|Other names||Blunt injury, non-penetrating trauma, blunt force trauma|
|A woman with a black eye|
|Symptoms||bruising, occasionally complicated as hypoxia, ventilation-perfusion mismatch, hypovolemia, reduced cardiac output|
Blunt trauma, also known as blunt force trauma or non-penetrating trauma, is physical trauma or impactful force to a body part, often occurring with road traffic collisions, direct blows, assaults, injuries during sports, and particularly in the elderly who fall. It is contrasted with penetrating trauma which occurs when an object pierces the skin and enters a tissue of the body, creating an open wound and bruise.
Worldwide, a significant cause of disability and death in people under the age of 35 years is trauma, of which most are due to blunt trauma.
Blunt abdominal trauma
Blunt abdominal trauma (BAT) represents 75% of all blunt trauma and is the most common example of this injury. 75% of BAT occur in motor vehicle accidents, in which rapid deceleration may propel the driver into the steering wheel, dashboard, or seatbelt, causing contusions in less serious cases, or rupture of internal organs from briefly increased intraluminal pressure in the more serious, depending on the force applied. Initially, there may be few indications that serious internal abdominal injury has occurred, making assessment more challenging and requiring a high degree of clinical suspicion.
There are two basic physical mechanisms at play with the potential of injury to intra-abdominal organs: compression and deceleration. The former occurs from a direct blow, such as a punch, or compression against a non-yielding object such as a seat belt or steering column. This force may deform a hollow organ, increasing its intraluminal or internal pressure and possibly lead to rupture.
Deceleration, on the other hand, causes stretching and shearing at the points where mobile contents in the abdomen, like bowel, are anchored. This can cause tearing of the mesentery of the bowel and injury to the blood vessels that travel within the mesentery. Classic examples of these mechanisms are a hepatic tear along the ligamentum teres and injuries to the renal arteries.
In rare cases, this injury has been attributed to medical techniques such as the Heimlich maneuver, attempts at CPR and manual thrusts to clear an airway. Although these are rare examples, it has been suggested that they are caused by applying excessive pressure when performing these life-saving techniques. Finally, the occurrence of splenic rupture with mild blunt abdominal trauma in those recovering from infectious mononucleosis or ‘mono’ is well reported.
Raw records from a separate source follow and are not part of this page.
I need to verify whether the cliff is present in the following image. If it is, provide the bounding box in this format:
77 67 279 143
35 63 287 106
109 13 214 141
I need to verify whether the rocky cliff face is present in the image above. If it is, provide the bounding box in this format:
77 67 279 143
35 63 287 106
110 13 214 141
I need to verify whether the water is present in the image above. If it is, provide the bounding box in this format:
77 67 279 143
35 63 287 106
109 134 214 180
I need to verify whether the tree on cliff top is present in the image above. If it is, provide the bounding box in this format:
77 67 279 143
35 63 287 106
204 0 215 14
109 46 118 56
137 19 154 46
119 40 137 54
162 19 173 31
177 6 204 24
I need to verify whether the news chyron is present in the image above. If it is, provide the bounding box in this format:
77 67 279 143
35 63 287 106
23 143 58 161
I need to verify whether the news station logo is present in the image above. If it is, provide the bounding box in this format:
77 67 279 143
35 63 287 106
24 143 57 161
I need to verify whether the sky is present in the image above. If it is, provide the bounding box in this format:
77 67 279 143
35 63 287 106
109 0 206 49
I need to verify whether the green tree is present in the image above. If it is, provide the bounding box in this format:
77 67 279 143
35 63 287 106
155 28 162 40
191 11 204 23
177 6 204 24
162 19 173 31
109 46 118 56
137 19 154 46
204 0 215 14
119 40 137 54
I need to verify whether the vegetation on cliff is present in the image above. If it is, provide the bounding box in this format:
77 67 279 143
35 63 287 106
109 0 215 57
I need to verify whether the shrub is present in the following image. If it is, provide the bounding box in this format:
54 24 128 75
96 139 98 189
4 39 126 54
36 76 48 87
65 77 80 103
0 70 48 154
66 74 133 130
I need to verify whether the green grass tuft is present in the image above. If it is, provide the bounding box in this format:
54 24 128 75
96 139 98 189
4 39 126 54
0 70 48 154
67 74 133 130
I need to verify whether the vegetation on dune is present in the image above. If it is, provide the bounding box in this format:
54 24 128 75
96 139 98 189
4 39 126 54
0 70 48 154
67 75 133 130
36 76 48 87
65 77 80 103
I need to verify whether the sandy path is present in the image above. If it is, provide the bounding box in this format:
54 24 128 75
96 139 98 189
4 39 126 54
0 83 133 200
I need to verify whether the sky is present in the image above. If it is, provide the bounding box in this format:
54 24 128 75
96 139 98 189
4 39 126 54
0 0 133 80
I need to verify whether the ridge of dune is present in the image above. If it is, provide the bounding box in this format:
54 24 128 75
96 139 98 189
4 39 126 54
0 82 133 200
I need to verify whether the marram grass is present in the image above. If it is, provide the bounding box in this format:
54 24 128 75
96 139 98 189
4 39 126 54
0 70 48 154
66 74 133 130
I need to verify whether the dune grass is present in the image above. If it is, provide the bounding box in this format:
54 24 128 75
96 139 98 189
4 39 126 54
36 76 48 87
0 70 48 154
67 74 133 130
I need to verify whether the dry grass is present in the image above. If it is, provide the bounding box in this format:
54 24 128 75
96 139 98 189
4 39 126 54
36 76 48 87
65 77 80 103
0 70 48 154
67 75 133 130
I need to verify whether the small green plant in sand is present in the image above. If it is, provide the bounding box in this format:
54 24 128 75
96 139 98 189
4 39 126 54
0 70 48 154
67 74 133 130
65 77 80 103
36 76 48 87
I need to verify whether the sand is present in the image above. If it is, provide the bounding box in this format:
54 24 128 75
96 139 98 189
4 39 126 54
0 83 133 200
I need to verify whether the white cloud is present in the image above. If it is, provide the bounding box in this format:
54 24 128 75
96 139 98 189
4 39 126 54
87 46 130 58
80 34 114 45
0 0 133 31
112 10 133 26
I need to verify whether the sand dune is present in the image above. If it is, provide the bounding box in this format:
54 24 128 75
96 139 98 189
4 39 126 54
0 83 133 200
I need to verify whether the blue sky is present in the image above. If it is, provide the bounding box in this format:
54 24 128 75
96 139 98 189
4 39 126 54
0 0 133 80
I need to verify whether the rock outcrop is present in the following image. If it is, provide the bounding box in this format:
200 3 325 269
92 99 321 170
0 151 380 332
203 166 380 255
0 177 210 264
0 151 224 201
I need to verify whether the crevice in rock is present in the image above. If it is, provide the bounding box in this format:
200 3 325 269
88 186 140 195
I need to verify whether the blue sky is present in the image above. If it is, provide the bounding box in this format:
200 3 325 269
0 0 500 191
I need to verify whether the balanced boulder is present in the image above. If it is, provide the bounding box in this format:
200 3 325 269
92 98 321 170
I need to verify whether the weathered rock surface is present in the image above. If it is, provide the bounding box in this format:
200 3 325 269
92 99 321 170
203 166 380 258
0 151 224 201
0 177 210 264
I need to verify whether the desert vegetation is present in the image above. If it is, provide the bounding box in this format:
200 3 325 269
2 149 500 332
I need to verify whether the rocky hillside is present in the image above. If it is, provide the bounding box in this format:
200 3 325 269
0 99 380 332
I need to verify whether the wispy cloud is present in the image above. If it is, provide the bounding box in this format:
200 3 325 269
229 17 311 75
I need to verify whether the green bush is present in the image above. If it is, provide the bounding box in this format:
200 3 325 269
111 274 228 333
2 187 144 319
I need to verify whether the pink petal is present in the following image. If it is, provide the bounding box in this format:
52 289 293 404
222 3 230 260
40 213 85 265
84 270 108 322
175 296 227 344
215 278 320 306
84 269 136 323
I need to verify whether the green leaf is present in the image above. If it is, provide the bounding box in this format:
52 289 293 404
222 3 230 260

Blunt abdominal trauma in sports
The supervised environment in which most sports injuries occur allows for mild deviations from the traditional trauma treatment algorithms, such as ATLS, due to the greater precision in identifying the mechanism of injury. The priority in assessing blunt trauma in sports injuries is separating contusions and musculo-tendinous injuries from injuries to solid organs and the gut and recognizing potential for developing blood loss, and reacting accordingly. Blunt injuries to the kidney from helmets, shoulder pads, and knees are described in American football, association football, martial arts, and all-terrain vehicle accidents.
Blunt thoracic trauma
The term blunt thoracic trauma, or, more informally, blunt chest injury, encompasses a variety of injuries to the chest. Broadly, this also includes damage caused by direct blunt force (such as a fist or a bat in an assault), acceleration or deceleration (such as that from a rear-end automotive accident), shear force (a combination of acceleration and deceleration), compression (such as a heavy object falling on a person), and blasts (such as an explosion of some sort). Common signs and symptoms include something as simple as bruising, but occasionally as complicated as hypoxia, ventilation-perfusion mismatch, hypovolemia, and reduced cardiac output due to the way the thoracic organs may have been affected. Blunt thoracic trauma is not always visible from the outside and such internal injuries may not show signs or symptoms at the time the trauma initially occurs or even until hours after. A high degree of clinical suspicion may sometimes be required to identify such injuries, a CT scan may prove useful in such instances. Those experiencing more obvious complications from a blunt chest injury will likely undergo a focused assessment with sonography for trauma (FAST) which can reliably detect a significant amount of blood around the heart or in the lung by using a special machine that visualizes sound waves sent through the body. Only 10-15% of thoracic traumas require surgery, but they can have serious impacts on the heart, lungs, and great vessels.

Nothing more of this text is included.